21' is a great length for most situations. The tarpon guys in Florida will often have longer because they are fishing in much deeper water than we typically do here in Texas. I had broken my 21' Extreme so many times that it was 18' when I replaced it. It was sure handy and was perfect 90% of the time, but there were times when I needed the extra length.

-CJ97


----------



## redfishcannon (Oct 19, 2016)

Fiberglass poles SO MUCH heavier than graphite. Any place to find graphite poles less than 21 feet at good price?


----------



## Golden (Aug 1, 2006)

You have asked the same question(s) that periodically pops up on here year after year. You might look back in the forum archive (if there is one) and see what others have said. I will tell you the best poles on the Texas coast are the Stiffy brand. Best value is their Hybrid. Very user friendly, not heavy, don't store outdoors in the sun for extended periods. Require periodic surface maintenance, (lightly sand to remove exposed fiberglass fibers, wipe down with acetone, spray even coat of clear urethane, and let dry - do this about every three years and you will be good to go.)


If you can, the best way to purchase is to order direct with Stiffy (not dealer) and go and pick it up when ready (Corpus Christi). Take your boat so you can carry in push pole holders on your deck. Or purchase new holders and install or have installed while you are there. Don't tie down to top of a truck if you can help it. All kinds of bad can happen that way. Also bite the bullet for their platform mounted push pole holder. Little expensive but you'll thank me later. Another heads up. Do not store your push pole for long term in the deck holders either, that tends to put a permanent bend in the pole. Store the pole either flat or if you have the room vertically. Nothing worse than an expensive bent push pole. If you ever break the pole, Stiffy has a repair kit that works like a charm. Broke my old hybrid in half once. Repaired it and got another six years of no problem use. Sold my ten year old repaired pole for 200.00 to my best friend or I would have sold it for no less than 500.00. 

Oh yeah I forgot. First thing you want to do is have your wife or girlfriend learn how to pole the boat, you'll have to put up with going round and round for awhile but the benefits are way too many to explain here! :dance:GOOD LUCK!


----------



## Bird (May 10, 2005)

All good info above.

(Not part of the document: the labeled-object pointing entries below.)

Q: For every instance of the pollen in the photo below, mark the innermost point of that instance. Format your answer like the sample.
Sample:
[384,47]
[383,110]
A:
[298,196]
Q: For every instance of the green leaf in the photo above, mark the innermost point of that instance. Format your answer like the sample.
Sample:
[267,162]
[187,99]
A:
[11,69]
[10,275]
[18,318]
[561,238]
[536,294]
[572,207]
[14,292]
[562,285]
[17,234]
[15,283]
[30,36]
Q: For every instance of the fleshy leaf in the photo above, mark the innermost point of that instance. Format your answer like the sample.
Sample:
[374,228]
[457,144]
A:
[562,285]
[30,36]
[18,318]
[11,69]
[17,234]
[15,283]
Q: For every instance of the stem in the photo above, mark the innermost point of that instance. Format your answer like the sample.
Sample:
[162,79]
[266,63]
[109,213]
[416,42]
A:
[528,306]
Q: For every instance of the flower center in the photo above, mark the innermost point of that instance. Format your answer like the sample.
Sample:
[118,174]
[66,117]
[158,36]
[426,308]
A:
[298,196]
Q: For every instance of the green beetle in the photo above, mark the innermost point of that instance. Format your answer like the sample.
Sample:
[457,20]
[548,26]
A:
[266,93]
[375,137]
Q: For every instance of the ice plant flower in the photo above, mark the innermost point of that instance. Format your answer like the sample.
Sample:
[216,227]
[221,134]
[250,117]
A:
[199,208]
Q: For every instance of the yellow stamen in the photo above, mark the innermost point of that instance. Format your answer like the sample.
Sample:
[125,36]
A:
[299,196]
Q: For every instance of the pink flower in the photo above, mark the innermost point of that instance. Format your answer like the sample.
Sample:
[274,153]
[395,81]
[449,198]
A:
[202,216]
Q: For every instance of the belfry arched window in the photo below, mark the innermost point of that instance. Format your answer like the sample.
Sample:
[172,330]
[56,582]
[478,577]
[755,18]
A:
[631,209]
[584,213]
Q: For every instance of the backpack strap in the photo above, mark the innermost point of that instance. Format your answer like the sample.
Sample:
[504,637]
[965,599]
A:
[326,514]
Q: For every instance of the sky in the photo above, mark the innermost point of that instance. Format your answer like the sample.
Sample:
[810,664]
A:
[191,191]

Let me add one little pearl of wisdom about poling a boat. Wear some gloves with a little texture in the palm to give you some extra grip. It really helps reduce hand fatigue on those long pushes where you are constantly on the pole to keep the boat moving in the right direction.


My personal favorites are the Simms gloves with leather palms. They are a little pricey but even a good pair of snug fitting rubbery textured garden/work gloves will really help.


----------



## brad king (Jul 21, 2009)

i bought the 22' stiffy hybrid a few months ago and its perfect, thanks for all the help guys


----------